If you are walking toward the bus, how do you know how far away the bus is? You know because your brain uses a process called depth perception. Due to the process of depth perception you are able to see the world in 3 dimensions. You are able to gauge the distance of the bus because you eyes work as a team to create binocular vision. The way your eyes distinguish depth is very complicated but is more complicated by factors such as movement while looking at the object and eye focus. An example to this is if you are standing close to the bus, the bus looks larger. If you are standing farther away from the bus then it is smaller. Now if you are farther away from the bus and you are walking toward it, the bus will seem to get larger with every step. The opposite if you were walking away from the bus. Now say that you only had one eye. The distance to the bus will be harder to see because your eye can not see depth as good as if you had two, remember that you need to be looking out of two eyes to get the full effect of seeing in 3 dimensions. Now lets say that your eyes are not in the same place on you head. Like a fish your eyes are placed on the sides of your head. Now you do not have binocular vision so your depth perception is very bad. In fact if you are walking straight toward the bus in a parallel line, you most likely won’t even see the bus. So if you don’t see the bus, is it even there? You can not perceive the bus because you can not use your senses to see it. Since you can not perceive the bus, the bus is not real. There is only one “thing” that can not be perceived and could still be real, but that is a whole other theory. Of course, when you walk into the bus and feel the pain you will perceive it and therefore it would be real. Let’s say that you never run into the bus. This is because the bus was never actually there. How do I know? Think about the tree question. If a tree falls in the forest and no one is there to hear it, does it make a sound? So if you are the only one around and you can not see the bus, is there even a bus there? The only reason you knew the bus was there before was because you saw it. If you can not see the bus, it is possible that the bus is not there. You can not say whether or not it is there unless you can perceive it.

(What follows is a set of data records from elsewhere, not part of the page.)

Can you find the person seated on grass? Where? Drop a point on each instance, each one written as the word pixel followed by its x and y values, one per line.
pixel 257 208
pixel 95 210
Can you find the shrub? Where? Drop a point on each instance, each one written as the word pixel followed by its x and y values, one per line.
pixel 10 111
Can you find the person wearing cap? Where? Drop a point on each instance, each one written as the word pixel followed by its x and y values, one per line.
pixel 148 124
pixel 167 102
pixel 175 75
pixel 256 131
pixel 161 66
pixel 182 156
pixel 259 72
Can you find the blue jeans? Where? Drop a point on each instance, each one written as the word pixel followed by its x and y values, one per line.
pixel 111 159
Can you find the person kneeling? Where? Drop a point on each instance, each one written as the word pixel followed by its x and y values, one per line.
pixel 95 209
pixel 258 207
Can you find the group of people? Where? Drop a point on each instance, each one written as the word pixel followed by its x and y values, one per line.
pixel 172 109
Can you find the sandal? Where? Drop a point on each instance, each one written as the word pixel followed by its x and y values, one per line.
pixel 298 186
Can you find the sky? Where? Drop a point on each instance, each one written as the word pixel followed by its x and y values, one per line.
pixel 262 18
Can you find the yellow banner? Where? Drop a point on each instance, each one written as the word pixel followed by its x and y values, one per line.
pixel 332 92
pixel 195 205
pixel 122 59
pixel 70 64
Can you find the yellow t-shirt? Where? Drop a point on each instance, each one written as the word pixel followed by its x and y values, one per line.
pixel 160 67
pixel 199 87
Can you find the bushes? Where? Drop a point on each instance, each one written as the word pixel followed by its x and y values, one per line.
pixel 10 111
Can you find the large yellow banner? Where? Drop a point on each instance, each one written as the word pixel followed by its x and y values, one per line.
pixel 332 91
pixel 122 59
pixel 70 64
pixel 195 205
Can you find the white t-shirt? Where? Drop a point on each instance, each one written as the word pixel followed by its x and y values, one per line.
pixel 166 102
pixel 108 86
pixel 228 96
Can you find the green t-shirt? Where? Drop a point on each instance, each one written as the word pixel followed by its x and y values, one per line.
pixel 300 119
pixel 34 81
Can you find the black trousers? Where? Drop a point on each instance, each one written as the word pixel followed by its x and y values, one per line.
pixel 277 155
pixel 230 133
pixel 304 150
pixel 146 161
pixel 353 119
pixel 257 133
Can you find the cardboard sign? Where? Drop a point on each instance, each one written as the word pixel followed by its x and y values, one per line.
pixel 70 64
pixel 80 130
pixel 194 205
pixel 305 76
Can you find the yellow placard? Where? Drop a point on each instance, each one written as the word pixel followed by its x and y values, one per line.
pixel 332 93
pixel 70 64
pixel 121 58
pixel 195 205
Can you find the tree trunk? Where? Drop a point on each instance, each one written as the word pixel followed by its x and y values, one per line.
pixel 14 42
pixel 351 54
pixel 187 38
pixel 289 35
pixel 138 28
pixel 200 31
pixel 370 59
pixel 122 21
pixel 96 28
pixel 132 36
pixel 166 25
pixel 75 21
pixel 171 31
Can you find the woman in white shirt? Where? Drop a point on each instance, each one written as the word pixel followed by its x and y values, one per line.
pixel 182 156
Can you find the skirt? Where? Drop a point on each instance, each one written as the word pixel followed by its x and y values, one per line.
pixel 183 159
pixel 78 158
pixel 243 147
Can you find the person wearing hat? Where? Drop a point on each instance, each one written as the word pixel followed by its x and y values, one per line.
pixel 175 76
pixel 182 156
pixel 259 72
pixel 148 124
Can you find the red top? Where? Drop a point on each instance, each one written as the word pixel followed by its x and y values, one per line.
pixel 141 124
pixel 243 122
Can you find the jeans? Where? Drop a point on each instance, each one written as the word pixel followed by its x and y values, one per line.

Now let’s say that you and a friend are in the street next to the bus. You have bifocal vision and your friend does not. You see the bus but your friend does not. The only way your friend knows that there is a bus is if you tell him. Now your friend can perceive the bus because he can hear you tell him there is a bus there. But what if when you say the word bus, your friend hears the word helicopter? What if when you say the bus is yellow, he hears you say the helicopter is orange? Now you have perceived a yellow bus and he has perceived an orange helicopter. To your friend there is deffinatly an orange helicopter in front of him, and he believes this to be a reality. You believe that in reality there is a yellow bus there. Is your friend wrong? No, his perception is his reality. Same goes for you. Now let’s say that you have bifocal vision, perfect hearing, and great sense of feeling, can smell just fine, and have a great sense of taste. Both of you are standing in front of a large rock. You perceive this object to be a yellow bus because when you touch it you feel cold hard metal and when you look at it you see the color yellow and a large bus. Your friend does not perceive this object to be a large yellow bus because he perceives it to be an orange helicopter. When you turn and say that the yellow bus is quite large your friend hears you say that the orange helicopter is quite small. He agrees with you and says that the orange helicopter is quite small but you hear him say the yellow bus is quite large indeed. Does this make you both wrong? No, because you both have your own perceptions of the object so your perception is your reality. In fact in another persons' reality the object is actually a rock. But who is to say the object was a rock to begin with. If another person was standing there also, they may perceive a purple people eater. What if in fact the object was not even really there and all three of you have perceived something from nothing? Does that make all of you crazy? No, you all three are just perceiving what you mind tells you to. I guess the real question is not if something can be perceived is it a reality, but instead the question is, what is reality?